A recent report by Bentley University for example, found more than half of corporate recruiters rated recent college graduates with a grade of C or lower for preparedness; nearly 7 in 10 said young workers were difficult for their organization to manage. The Pew Research Center found that more than half of college presidents thought today’s students were less prepared and studied less than students did a decade ago.

But complaining about youth on the cusp of adulthood isn’t novel. In the Middle Ages, masters complained about their apprentices’ work habits.

“You can find these complaints in ancient Greek literature, in the Bible,” said Peter Cappelli, director of the Center for Human Resources at the Wharton School. “It reflects the way old people see young people.”

Cappelli said that young people’s attitudes toward work and career have not changed significantly since the baby boomers came of age in the 1960s. “There’s no evidence millennials are different,” he said. “They’re just younger.”

Adam Tratt, 42, manages several employees in their 20s. From a work standpoint, he and his friends looked a bit aimless at that age too, he said.

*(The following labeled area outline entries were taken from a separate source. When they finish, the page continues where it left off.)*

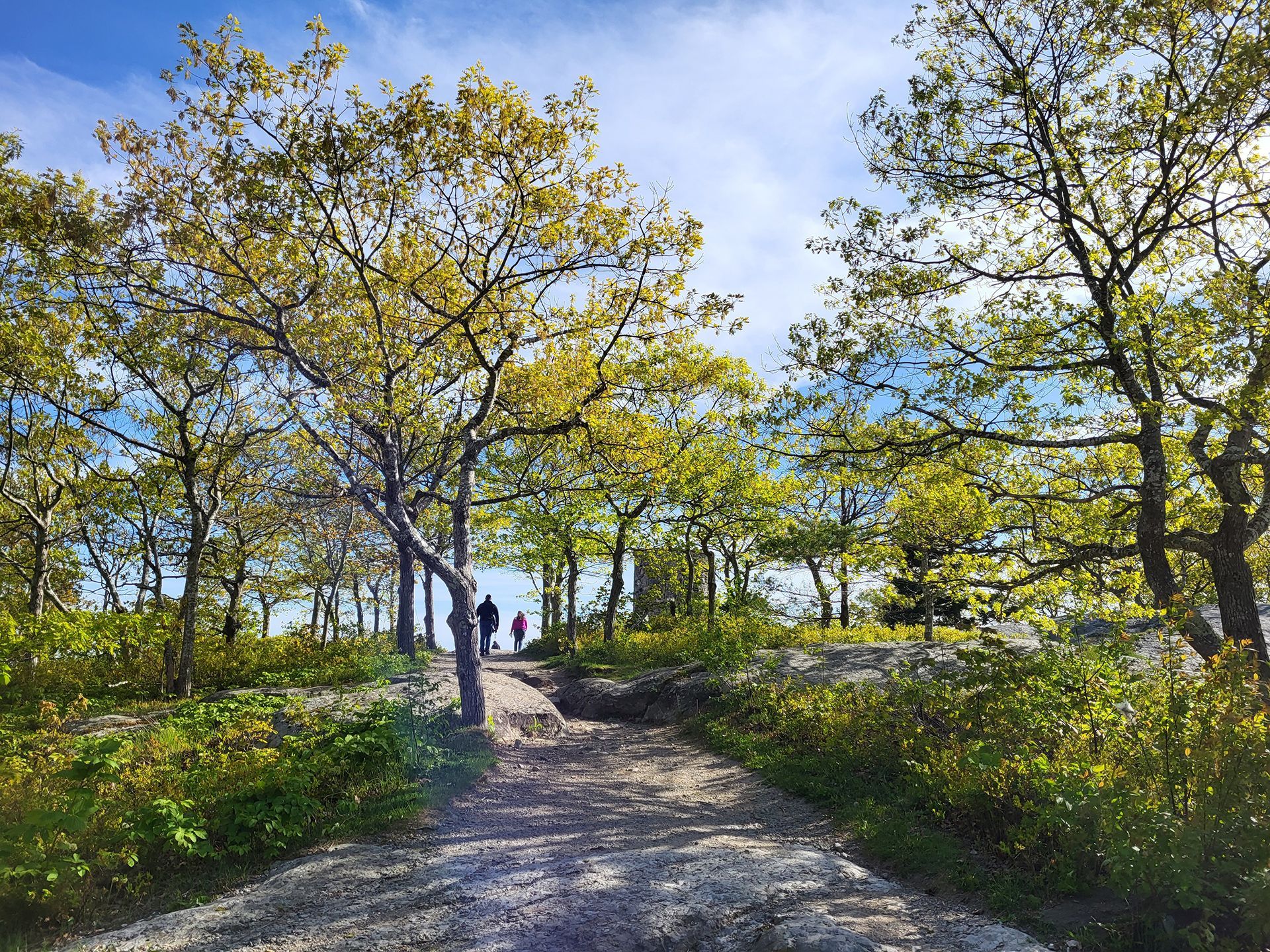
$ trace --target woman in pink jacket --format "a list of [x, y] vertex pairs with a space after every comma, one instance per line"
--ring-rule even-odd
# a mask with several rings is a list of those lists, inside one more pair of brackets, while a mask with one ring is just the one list
[[513, 651], [521, 650], [521, 642], [525, 641], [525, 632], [530, 627], [530, 619], [525, 617], [525, 612], [517, 612], [516, 617], [512, 619], [512, 637], [516, 638], [516, 647]]

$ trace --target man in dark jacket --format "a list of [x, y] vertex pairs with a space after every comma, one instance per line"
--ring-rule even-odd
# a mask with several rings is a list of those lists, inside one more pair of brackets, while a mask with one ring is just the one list
[[498, 605], [494, 604], [493, 595], [485, 595], [485, 600], [476, 605], [476, 623], [480, 626], [480, 654], [481, 658], [489, 654], [489, 642], [498, 631]]

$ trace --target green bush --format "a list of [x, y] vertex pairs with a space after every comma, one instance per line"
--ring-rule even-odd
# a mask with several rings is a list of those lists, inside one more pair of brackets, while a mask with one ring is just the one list
[[[175, 619], [161, 612], [56, 612], [41, 618], [0, 613], [0, 671], [9, 673], [8, 683], [0, 678], [0, 701], [69, 703], [83, 694], [95, 707], [109, 708], [157, 698], [169, 638], [179, 642]], [[386, 635], [338, 638], [323, 646], [300, 630], [269, 638], [243, 637], [232, 645], [206, 635], [194, 645], [199, 691], [345, 684], [415, 666]]]
[[[961, 840], [950, 866], [977, 854], [1013, 876], [1008, 890], [996, 877], [999, 911], [1102, 883], [1126, 900], [1119, 938], [1135, 947], [1261, 948], [1264, 696], [1241, 656], [1191, 674], [1175, 647], [1149, 673], [1120, 644], [988, 642], [959, 650], [959, 670], [883, 687], [759, 680], [705, 730], [888, 858]], [[952, 871], [955, 885], [992, 885], [973, 876]]]
[[337, 720], [244, 694], [184, 702], [152, 729], [104, 740], [62, 730], [83, 710], [44, 702], [0, 724], [10, 928], [99, 918], [174, 876], [203, 880], [236, 857], [356, 831], [359, 817], [413, 814], [427, 791], [418, 781], [450, 758], [448, 721], [428, 703], [381, 701]]

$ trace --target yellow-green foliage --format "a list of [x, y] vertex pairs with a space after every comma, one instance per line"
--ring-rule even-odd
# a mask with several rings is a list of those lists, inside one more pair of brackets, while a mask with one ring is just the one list
[[[43, 702], [0, 724], [0, 920], [13, 927], [65, 927], [175, 875], [356, 831], [370, 805], [413, 812], [411, 778], [447, 757], [442, 717], [406, 730], [410, 710], [384, 702], [335, 721], [243, 694], [183, 702], [144, 731], [72, 737], [64, 721], [85, 707]], [[297, 732], [279, 741], [278, 718]]]
[[[711, 630], [704, 617], [657, 618], [643, 631], [621, 631], [606, 642], [599, 631], [585, 627], [573, 664], [579, 669], [634, 674], [653, 668], [702, 661], [712, 668], [739, 668], [754, 651], [763, 649], [808, 647], [829, 642], [921, 641], [919, 625], [889, 628], [881, 625], [853, 625], [848, 628], [815, 625], [782, 625], [762, 617], [723, 613]], [[970, 632], [936, 628], [939, 641], [964, 641]], [[542, 656], [566, 650], [563, 636], [544, 635], [535, 642]]]
[[902, 805], [897, 856], [931, 825], [1035, 901], [1106, 883], [1143, 948], [1270, 941], [1270, 722], [1241, 659], [1189, 674], [1170, 650], [1143, 674], [1118, 646], [959, 655], [961, 670], [880, 688], [751, 684], [706, 730], [884, 852]]
[[[10, 671], [8, 685], [0, 680], [0, 701], [159, 697], [164, 641], [178, 636], [165, 613], [56, 612], [17, 619], [0, 613], [0, 664]], [[210, 635], [194, 647], [199, 691], [372, 680], [411, 664], [384, 635], [339, 638], [325, 647], [307, 633], [244, 637], [234, 645]]]

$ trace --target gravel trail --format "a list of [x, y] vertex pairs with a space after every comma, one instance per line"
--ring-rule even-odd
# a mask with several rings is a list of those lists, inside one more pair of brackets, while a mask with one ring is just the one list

“I remember very explicitly when I was graduating from college, this stereotype of Gen-Xers as slackers,” he said, referring to those born from roughly 1965 to 1982, and who are now in their mid-30s and 40s. Tratt, who runs a software startup in Seattle, said his generation gained a reputation in middle age as entrepreneurial and hardworking.

Cappelli challenged middle-aged managers to remember when they were 22. “You probably wanted to get out of the office in a hurry – you were interested in what was going on after work,” he said. “You had these bursts of energy and great enthusiasm about something, but you also didn’t have a lot of resilience.”

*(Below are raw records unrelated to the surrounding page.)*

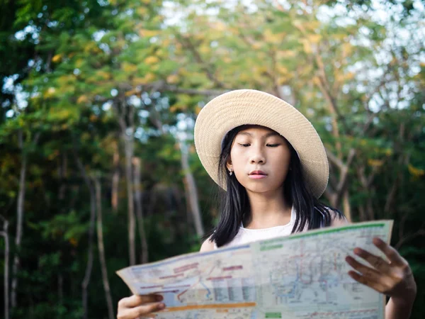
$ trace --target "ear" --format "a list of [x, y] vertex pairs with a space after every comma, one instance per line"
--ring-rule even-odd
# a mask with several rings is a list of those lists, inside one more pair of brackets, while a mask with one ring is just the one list
[[230, 170], [230, 169], [233, 169], [233, 165], [232, 164], [232, 160], [230, 159], [230, 157], [229, 157], [227, 161], [226, 162], [226, 167], [227, 168], [227, 170]]

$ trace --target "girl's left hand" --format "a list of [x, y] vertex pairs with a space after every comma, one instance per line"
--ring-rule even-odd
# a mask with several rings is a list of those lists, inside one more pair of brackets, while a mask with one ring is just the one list
[[346, 262], [356, 272], [348, 274], [356, 281], [377, 291], [389, 296], [393, 302], [412, 304], [416, 292], [416, 286], [409, 263], [398, 252], [380, 238], [373, 238], [373, 244], [388, 258], [390, 262], [361, 248], [354, 248], [354, 254], [366, 260], [373, 267], [369, 267], [348, 256]]

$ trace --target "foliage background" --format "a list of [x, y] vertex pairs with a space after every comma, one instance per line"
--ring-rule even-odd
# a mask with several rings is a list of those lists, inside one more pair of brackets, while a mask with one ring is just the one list
[[1, 0], [0, 12], [10, 318], [113, 318], [129, 294], [115, 271], [198, 250], [219, 213], [194, 120], [240, 88], [312, 121], [331, 167], [324, 201], [395, 220], [422, 318], [423, 1]]

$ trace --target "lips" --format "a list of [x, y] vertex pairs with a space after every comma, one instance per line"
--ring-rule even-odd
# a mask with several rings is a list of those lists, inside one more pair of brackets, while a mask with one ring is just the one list
[[252, 171], [249, 173], [249, 175], [267, 175], [263, 171]]

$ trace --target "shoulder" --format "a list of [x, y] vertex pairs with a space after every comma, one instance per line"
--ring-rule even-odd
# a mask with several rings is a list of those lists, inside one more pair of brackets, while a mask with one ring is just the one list
[[210, 238], [203, 242], [202, 246], [200, 246], [200, 250], [199, 250], [200, 252], [214, 250], [214, 242], [210, 241]]
[[349, 223], [347, 218], [339, 211], [329, 208], [328, 211], [331, 214], [331, 227], [344, 226]]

Many people who supervise young workers, though, do echo the prevailing view that millennials have some troublesome work habits.

Multitasking the norm

Robert Boggs is an administrator at Corinthian Colleges in Southern California and has managed several people under 30 on his staff. “They tend to be very self-absorbed. They value fun in their personal and their work life,” Boggs said. “Because they’ve grown up multitasking on their mobile, iPad and computer, I can’t expect them to work on one project for any amount of time without getting bored.”

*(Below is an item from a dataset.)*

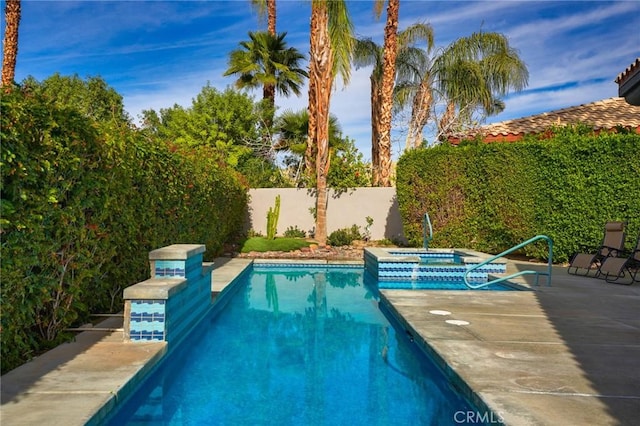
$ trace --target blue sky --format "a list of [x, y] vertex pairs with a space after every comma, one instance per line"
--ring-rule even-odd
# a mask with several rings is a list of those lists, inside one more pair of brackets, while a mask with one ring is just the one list
[[[375, 19], [372, 1], [348, 4], [357, 35], [382, 44], [384, 14]], [[277, 0], [277, 11], [277, 30], [307, 54], [310, 2]], [[483, 30], [503, 33], [518, 50], [529, 85], [509, 95], [505, 111], [488, 123], [615, 97], [614, 79], [640, 57], [639, 1], [401, 0], [400, 29], [415, 22], [432, 25], [438, 47]], [[135, 119], [144, 109], [188, 107], [207, 83], [221, 90], [232, 85], [232, 77], [222, 76], [229, 52], [248, 31], [265, 28], [249, 0], [23, 0], [16, 80], [56, 72], [100, 76]], [[331, 104], [343, 133], [367, 160], [369, 73], [354, 70], [347, 87], [337, 85]], [[300, 98], [276, 101], [280, 111], [306, 102], [306, 87]], [[402, 119], [394, 126], [397, 156], [404, 147]]]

Thomas Gallagher has hired several young athletes over the years in his sporting equipment business in Wilmington, Del. He says he thinks many young workers lack perseverance. “I worry that if I give someone a long-term task, if things don’t work out in the short term, I’m going to get an email or phone call saying, ‘You know what? This isn’t for me. I give up, I can’t do this,’ ” Gallagher said.

Some of these negative views are even shared by many in the generation in question.

“I see a lot of students cheating their way through, just sliding by,” said Claire Koerner, 21, a student at the University of Washington in Seattle.

Koerner is finishing a bachelor’s degree in business administration while working at a wedding-planning startup, OneWed. She does social media for the company while in class, she admitted. But she said many of her peers had not held a job at all. According to the federal Bureau of Labor Statistics, teenage labor force participation is at record lows. “They just aren’t going to have the skills to work as hard as they’re expected to,” she said.

Camille Perry, 26, of Portland, Ore., said her generation had a poor work ethic, although her own schedule was filled with labor. She works two jobs: bartending at a neighborhood karaoke lounge and serving at a downtown lunch restaurant.

“We are a generation that spent a lot of time in front of the television or playing video games,” she said. “There’s just a prevalent laziness.”

Affirmed generation

Academics who study this generation said its members do differ from Generation X and baby boomers, those born from 1946 to 1964, and the differences may persist through their work lives.

“This is the most affirmed generation in history,” said Cliff Zukin, a senior faculty fellow at the Heldrich Center for Workforce Development at Rutgers University, where he is also a professor of public policy. “They were raised believing they could do whatever they wanted to, that they have skills and talents to bring to a job setting.

“And when they’re lucky enough to get a job, they’re basically told, ‘Be quiet, you don’t really know anything yet.’ For a lot of them, this is a tremendous clash between their expectations and the reality of the job.”

The generation may be shaped more by the Great Recession than by their overprotected, tech-saturated upbringing. If they lack the loyalty and commitment that employers want in entry-level workers, is that really such a surprise?

“I think it has less to do with lack of conscientiousness – it’s more a recognition that no company is going to bury you when you die,” said Scott Ruthfield, 39, who runs Rooster Park, a recruitment firm in Seattle. “You’ve seen your parents go through large companies that don’t take care of them, and you realize that you’re responsible for your own well-being.”